Ma che fine hanno fatto le motivazioni della cassazione per calciopoli ? si vergognano a pubblicarle ?
Un buongiorno mattiniero a tutti ed al Primario per una Milano presunta in grande spolvero….Leo
Un saluto a tutti i pazienti della clinica…..
Buon giorno Primario di buon ora……
Gentile Michela (auguri!) e gentili Pazienti, buon giorno a tutti da una Milano provata.

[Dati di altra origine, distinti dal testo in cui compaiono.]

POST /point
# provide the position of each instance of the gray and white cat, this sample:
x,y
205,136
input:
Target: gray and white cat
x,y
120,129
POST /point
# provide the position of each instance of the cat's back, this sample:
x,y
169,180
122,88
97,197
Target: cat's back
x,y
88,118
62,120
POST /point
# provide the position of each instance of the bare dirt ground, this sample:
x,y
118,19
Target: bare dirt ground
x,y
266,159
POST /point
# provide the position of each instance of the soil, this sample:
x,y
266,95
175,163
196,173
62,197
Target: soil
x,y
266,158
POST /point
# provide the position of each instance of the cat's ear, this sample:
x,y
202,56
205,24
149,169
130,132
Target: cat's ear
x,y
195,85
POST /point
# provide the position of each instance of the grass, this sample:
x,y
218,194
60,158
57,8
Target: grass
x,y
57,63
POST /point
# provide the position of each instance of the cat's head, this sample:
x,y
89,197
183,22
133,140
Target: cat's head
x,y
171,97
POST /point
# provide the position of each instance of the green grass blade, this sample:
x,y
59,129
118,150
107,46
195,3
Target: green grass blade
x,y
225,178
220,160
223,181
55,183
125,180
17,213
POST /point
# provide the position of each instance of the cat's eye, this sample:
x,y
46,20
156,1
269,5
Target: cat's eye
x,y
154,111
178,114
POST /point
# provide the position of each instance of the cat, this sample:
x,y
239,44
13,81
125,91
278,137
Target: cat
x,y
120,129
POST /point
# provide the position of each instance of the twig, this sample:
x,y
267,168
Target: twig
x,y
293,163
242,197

quelli che hanno mercato non li possono vendere perche’ c’e’ il timore fondato di abbassare il livello della squadra e di suscitare le proteste della piazza , quelli che vorrebbero vendere no n riescono a venderli ,perche’ guadagnano troppo per gli altri o sono delle pippe .buono.avanti cosi ‘.Isla ve lo tenete. fino alla fine .
e anche de ceglie.
Scritto da 3 il 2 luglio 2015 alle ore 18:37
Al pedofilo tuo compare fallito non rispondo neanche ma a te, figlio di troia numerato, si.
Dai, parlaci invece di Nagatomo, Juan Jesus, Andreolli, Vidic, Dodò, Carrizo, D’ambrosio… devo continuare, merdoso?
501
Buonanotte alla clinica , ai presenti e a chi riprenderà servizio e/o cure domani mattina…

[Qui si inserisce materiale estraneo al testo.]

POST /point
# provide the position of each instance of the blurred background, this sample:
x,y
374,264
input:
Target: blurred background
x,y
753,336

Un saluto a Leoncini 45, che il 1 luglio 2015 alle ore 15:55 mi ha chiesto ragguagli sul ricorso del direttore alla Corte di Stasburgo…
Scusa il ritardo, sono stato fuori Italia, ma se leggi il post di questa sera delle ore 23:55 di bilbao77 (che saluto con piacere) potrai leggere tutti i raggugli su quanto da me anticipato.
Un caro saluto e a presto, con un pensiero alla tua bella terra
Ciao, paolo
Giochino della buonanotte:
Bertolacci 20 milioni, Vidal 30, Kondogbia 40. Trovare gli errori.